NVIDIA Fireside Chat

Gilad Shainer on why the AI factory needs four networks, not one

Gilad Shainer· SVP of Networking at NVIDIA at NVIDIA
·~30 min·English·NVIDIA
AI InfrastructureGPUInferenceTraining
TL;DR

NVIDIA's networking chief argues an AI factory needs four purpose-built networks — not off-the-shelf Ethernet — to turn a datacenter full of GPUs into a single supercomputer.

01Core Mental Model

Four Networks, Not One

An AI factory is not wired by a single network — it needs four separate, purpose-built ones, each solving a problem the old datacenter never had.

And obviously there is no one infrastructure that fits all.

Gilad Shainer, NVIDIA Fireside Chat
Key Insight
Shainer is quietly retiring the idea of 'the datacenter network.' A traditional datacenter had one network, maybe two counting DCI; an AI factory has four plus a secure access layer. That is not a scaling story — it's a claim that AI broke the single-fabric assumption datacenters were built on.

02Scale-Up

Wiring Many GPUs Into One

The scale-up network exists to fuse as many as 1,152 GPUs into a single GPU unit, and it carries roughly 100 times the bandwidth of traditional compute.

but that scale up network is at least 100 x the bandwidth of what we've traditionally seen in compute.

Alan Welkel, NVIDIA Fireside Chat
Key Insight
The number that matters here isn't the GPU count, it's the 100x. Bandwidth that extreme is only worth building if the goal is to make many chips act like one — which is why NVLink is a distinct, purpose-built fabric and not just faster Ethernet. The wiring is the product.

03The Wiring Decides

Server Farm or Supercomputer

Take the exact same GPUs and the network alone decides whether you get a supercomputer or just a pile of servers.
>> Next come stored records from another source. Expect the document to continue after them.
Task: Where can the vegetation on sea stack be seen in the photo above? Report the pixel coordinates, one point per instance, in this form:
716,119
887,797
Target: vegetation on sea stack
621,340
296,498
If you if you connect them with an off the shelf Ethernet network, you just build a server farm. No more to that.

Gilad Shainer, NVIDIA Fireside Chat
Key Insight
This is the load-bearing claim of the whole interview: value has migrated from the chip to the fabric between chips. Ethernet built for single servers delivers bandwidth but not jitter-free synchronization — so the same silicon that could be a supercomputer degrades into an ordinary server farm the moment the network is generic.

04Cadence

Two Generations at Once

The generational cadence dropped from one every three-to-four years to something new every single year, forcing teams to build two generations in parallel.

So you're already working on two generations in parallel. And you need to understand what are the technologies that are going to come next.

Gilad Shainer, NVIDIA Fireside Chat
Key Insight
A yearly cadence quietly rewrites who can compete. When you must ship a new GPU, switch, and SuperNIC every year while already designing the one after, a strong research arm stops being a nicety and becomes the entry fee — the barrier is organizational stamina, not any single chip.

05Power Ceiling

Power Is the Real Limit

Because power caps how much compute you can install, and the optical network burns nearly a tenth of it, moving the optics onto the switch package saves about five times the power.

It's not just saving power almost five x less power and optical network. We're also seeing ten x increase in the time or mean time between interrupts.

Gilad Shainer, NVIDIA Fireside Chat
Key Insight
Notice the power savings come with a reliability bonus nobody asked for. Shortening the distance data has to travel doesn't just cut watts — fewer pluggable parts means ten times longer between interrupts. In a factory where power is the hard ceiling, an efficiency move that also raises uptime is the rare free lunch.

06Performance

Zero Jitter, Zero Collisions

The whole design target is the hardest one to hit — zero jitter — and in the field it showed up as 95% effective bandwidth with zero collisions across 100,000 GPUs.

And in my eyes, again, Alan, it's it's zero jitter. It's the most complicated things to achieve.

Gilad Shainer, NVIDIA Fireside Chat
Key Insight
Jitter sounds like a performance nicety; Shainer treats it as the foundation of multi-tenancy. Zero collisions means no congestion, and no congestion means one customer's workload physically cannot steal performance from another's — so the boring-sounding jitter metric is actually what lets you sell an SLA on a shared AI cloud.

07Division of Labor

No Single Box Can Do It

You can't build the AI network in one device because free traffic-spraying and in-order delivery cannot live in the same box — the switch and the NIC each take half the job.

You cannot do both at the same place. And that's why you cannot implement an AI network just on a switch.

Gilad Shainer, NVIDIA Fireside Chat
Key Insight
This is the technical reason the four-network story can't be shortcut. Spreading traffic across every port for bandwidth and guaranteeing packets arrive in order are contradictory jobs — so the intelligence has to be split, switch and SuperNIC, and co-designed end to end. It's an argument for owning the whole fabric rather than buying parts.